Socks. In the Dutch league, you can wear whatever colour and length sock you want, and it can be completely different to your team mates socks. From my experience in Australia, you'd think that the league would fall apart but everything still functions. Maybe back home we can learn something from this free flowing sock uniform model they use here.
Just a few peculiar things I thought worth noting.
Now onto volleyball. Our team is on the improve. At my last post our teams win loss record was 1-5. We took a hard 3-0 loss to the Talentteam (the equivalent of the AIS team in AVL) full of 17 year olds. So our record went to 1-6 but even thought we had done a lot of losing, our team and coaching staff have had really good morale. There hasn't been any panicking, and our purpose at practice to try and get better has really been coming along the last month or so.
We played against Dynamo, a team who made the grand final last season. Despite losing the first 2 sets, we brought it back to 5th, where a slight rotational error cost us. At one stage we were up 7-5 in the 5th set and feeling good, then we got called for out of rotation and the score changed to 0-6, a tough pill to swallow, but glad to say my experience as a coach of the U/19 Vic Blue boys this year definitely helped me with. We lost the 5th set eventually, but the Mayor of Rotterdam came to watch and I got to meet him which was cool. Turns out Rotterdam is sister cities with Melbourne, a fact I definitely didn't know.

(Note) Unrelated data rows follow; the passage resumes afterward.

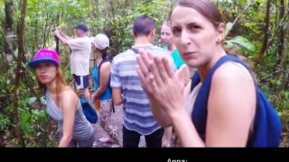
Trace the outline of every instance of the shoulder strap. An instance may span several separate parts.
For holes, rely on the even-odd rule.
[[[131,48],[131,50],[132,50],[135,54],[138,53],[138,49]]]

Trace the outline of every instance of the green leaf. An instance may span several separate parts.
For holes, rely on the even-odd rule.
[[[228,44],[233,43],[233,44],[238,45],[239,47],[245,48],[246,50],[247,50],[251,52],[256,50],[255,45],[253,43],[249,42],[247,38],[242,37],[242,36],[234,37],[233,39],[226,40],[225,42]]]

The following week a match against Zaanstaad. And a gym whose roof was the lowest I'd ever lay witness to. In no exaggeration, you couldn't really set a proper high ball because you might hit the roof. The ball would have hit the roof at least 5 times a set, it was ridiculous. But we went on to get our first win in 5 sets in over a month so was pretty happy with that.
Next up was Orion. It's a small world out there, because the setter from Orion is Keith (an American). Where did Keith play his college volleyball? At Grand Canyon Uni, and he played his last 2 seasons with GMVA athlete Gerrard 'Lily' Lipscombe. So before and after (they beat us) we shared a good joke at Gerrards expense, a good pastime I enjoy wherever I am in the world.
A long distance road match was against Rivo Rivsomething. Of course long distance to the Dutch is a 2 hour bus ride, hardly anything for someone from Australia. For this match we only had 7 players available, so our coach and assistant coaches had to uniform up and be ready just in case of injury. We went down 0-2 and some were worried we might have to bring them on, something I'm not sure their knees could have handled but we managed to come back and win the match in 5 which is a cool thing to do in front of someone else's crowd especially when said crowd is beating a drum for 2 hours during the match.
So right now were 3-8 having played everyone in the competition once. But beyond results we are getting better all the time. We have 2 more leagues matches and a cup match before the Christmas break. So as this year winds down we are getting geared up for a big push in the second half of the season.
Special shout out of ex-pat Aussie Dave Jones who made his debut at practice for us. Our policy at the club remains: if you are an Aussie, than you're more than welcomed.
Hopefully in my next post I will be able to delve into what volleyball in Holland is like compared to Australia.
In the meantime, for anyone whose following my story along if there are any ever questions people have about my journey, or about volleyball in Europe I'm always happy to answer them.